Defend council homes – FAQs

On this FAQ page:

Have your say on the Defend Council Homes policy by clicking on the following button:

Have your say

Or, return to the main defend council homes page

Overview questions

All links in the following sections open in a new window or tab.

  • Why should we Defend Council Homes?

    Because residents who live in them love them – we know this from lots of survey feedback. Also, because continuing access to council and other affordable homes is really important if ordinary people are going to be able to afford to live in boroughs like Hammersmith & Fulham in the future.

  • What do we need to protect council homes from?

    Not everyone has residents’ best interests at heart. Greedy developers, for instance, who might want to buy up the council’s housing land to build luxury apartments.  

    If there’s going to be any redevelopment, it shouldn’t result in the loss of affordable housing, so residents’ interests have to be protected from day one.  

    That’s why we need a policy that is clear and has teeth.

  • What are the aims of the policy?

    The policy has three main aims:

    • To make sure residents are fully involved from the outset in any redevelopment proposals that are likely to significantly affect their homes.
    • To commit the council to meet the most up-to-date standards of good practice when consulting residents about any redevelopment proposals and when carrying out any redevelopment that significantly affects residents’ homes.
    • To give residents a ‘triple-lock’ of protections against the council failing to meet its commitments and obligations.
  • What will the council be required to do under the policy?

    Under the policy, the council must:

    • Fully involve residents in any redevelopment proposal using the most up-to date standards of good practice.  This means good communication and involvement throughout.
    • Ensure that a residents’ steering group is set up for each redevelopment proposal.
    • If a redevelopment proposal goes ahead, the council must provide every resident affected with full information at every stage, explaining what they can expect from the council.
    • Provide residents with a formal mechanism for complaining to the council if they believe that the policy has not been complied with.
  • What are the legal protections that support the policy?

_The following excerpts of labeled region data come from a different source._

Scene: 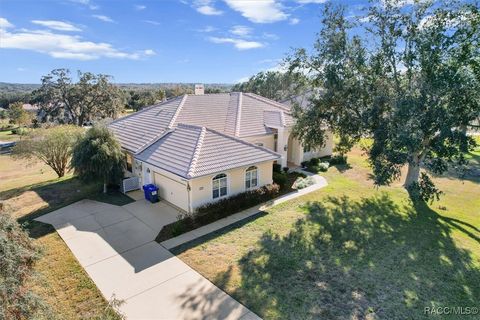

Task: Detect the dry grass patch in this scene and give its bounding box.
[174,150,480,319]
[0,155,127,319]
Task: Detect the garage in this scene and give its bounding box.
[154,172,188,211]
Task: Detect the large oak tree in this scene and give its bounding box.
[34,69,125,126]
[288,0,480,200]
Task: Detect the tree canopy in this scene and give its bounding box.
[33,69,125,126]
[72,124,125,192]
[232,71,307,101]
[8,101,32,125]
[13,125,84,178]
[288,0,480,200]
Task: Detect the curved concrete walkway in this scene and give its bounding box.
[36,200,259,320]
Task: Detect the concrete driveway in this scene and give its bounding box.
[36,200,258,319]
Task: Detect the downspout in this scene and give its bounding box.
[187,181,193,213]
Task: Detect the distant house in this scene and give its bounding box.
[109,88,332,212]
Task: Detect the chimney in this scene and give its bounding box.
[195,84,205,95]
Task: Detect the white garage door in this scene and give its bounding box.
[154,172,188,211]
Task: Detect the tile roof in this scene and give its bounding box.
[108,96,184,153]
[135,124,280,179]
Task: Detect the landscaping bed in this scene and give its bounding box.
[173,149,480,319]
[155,172,304,243]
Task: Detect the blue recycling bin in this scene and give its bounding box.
[142,183,159,203]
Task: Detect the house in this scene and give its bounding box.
[109,87,332,212]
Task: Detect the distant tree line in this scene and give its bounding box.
[232,71,308,101]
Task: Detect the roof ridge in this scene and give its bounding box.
[168,94,187,128]
[235,92,243,137]
[134,128,175,154]
[245,92,290,111]
[202,127,280,156]
[109,97,184,125]
[187,127,207,177]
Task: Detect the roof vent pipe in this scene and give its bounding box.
[195,84,205,95]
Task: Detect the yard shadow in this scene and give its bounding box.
[192,194,480,319]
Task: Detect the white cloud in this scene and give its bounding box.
[197,6,223,16]
[225,0,288,23]
[288,18,300,25]
[208,37,264,50]
[194,0,223,16]
[197,26,217,33]
[32,20,82,31]
[70,0,100,10]
[0,30,154,60]
[230,26,252,37]
[0,17,13,29]
[143,20,161,26]
[92,14,115,22]
[262,32,280,40]
[297,0,328,4]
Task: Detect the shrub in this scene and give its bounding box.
[273,163,282,173]
[273,172,287,189]
[330,155,347,166]
[310,158,320,166]
[294,177,315,189]
[317,162,330,172]
[193,184,280,225]
[12,128,29,136]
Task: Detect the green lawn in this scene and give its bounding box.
[0,155,133,319]
[175,150,480,319]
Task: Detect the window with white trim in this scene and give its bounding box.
[212,173,227,199]
[245,166,258,189]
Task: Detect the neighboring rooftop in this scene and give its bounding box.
[109,92,293,153]
[136,124,280,179]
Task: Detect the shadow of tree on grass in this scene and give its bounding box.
[214,194,480,319]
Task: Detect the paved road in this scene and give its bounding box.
[37,200,259,320]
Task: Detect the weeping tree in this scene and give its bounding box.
[13,125,84,178]
[72,124,125,193]
[287,0,480,200]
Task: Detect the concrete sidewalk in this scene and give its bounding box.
[161,169,328,249]
[36,200,259,320]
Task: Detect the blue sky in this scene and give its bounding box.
[0,0,366,83]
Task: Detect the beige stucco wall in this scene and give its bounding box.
[190,161,273,208]
[136,161,273,212]
[243,134,275,151]
[302,131,333,161]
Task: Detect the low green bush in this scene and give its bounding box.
[272,172,288,189]
[293,177,315,189]
[317,162,330,172]
[330,155,347,166]
[155,184,280,242]
[310,158,320,166]
[193,184,280,225]
[273,163,282,173]
[12,128,30,136]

    The policy is reinforced by a ‘triple-lock’ of legal safeguards:

    First, the council will make binding commitments to residents through a legal principle known as legitimate expectation. Residents can rely on this principle and take action against the council in the courts if the council is not following its own policy.

    Second, the policy will require the council to register a legally binding restriction on title with the government’s Land Registry. This means it has to prove it has complied fully with the policy before any of its freehold housing and property can be sold as part of any redevelopment.  

    Third, there is an appeal mechanism built in for residents to use if they think the council isn't fully complying with the policy. If residents are not happy with the council’s first response, they will be able to make a compliance referral to the council's monitoring officer.

How the policy would work in practice

  • What would trigger the policy?

    Whenever there’s a realistic proposal to redevelop part of the council’s housing, the council MUST involve the residents affected in all the decisions.

  • Who would be on the residents’ steering group?

    It could be you! The steering group will consist of local people who come forward through a process to be designed in consultation with residents. Members of the group will be expected to represent the interests of all residents.

  • What does ‘consultation’ mean in practice?

    The policy requires the council to use the most up to date good practice in consulting residents. While the nature and content of consultation will vary from scheme to scheme, residents can expect to have real involvement in all the important decisions.

  • What role does the council’s monitoring officer play?

    Every council has to appoint a monitoring officer.  It is a post defined by law within the council whose job it is, among other things, to report when the council is in danger of acting illegally.

    The monitoring officer will therefore have to consider appeals and warn the council if it is in danger of not complying with its obligations under the policy.

About the DCHU

  • Who is consulting residents now?

    H&F Council is consulting residents as their landlord and, subject to this consultation, it’s the council that will adopt and implement the DCH policy. The DCHU has only advised the council about the policy.

  • If another administration took over could they overturn the policy?

    Under housing law, the council has to consult with its secure tenants about housing policies. It is built into the DCH policy that any variations to it (including its full revocation) can only be made following full and appropriate consultation with residents. So, a future administration would not be able to simply overturn the policy.

About the consultation

  • What are the timescales?

    The policy goes out to consultation with residents in September 2020 and, subject to the response from residents, will be adopted by the council early in 2021.

    Residents will benefit from the provisions of the policy immediately after its adoption by the council.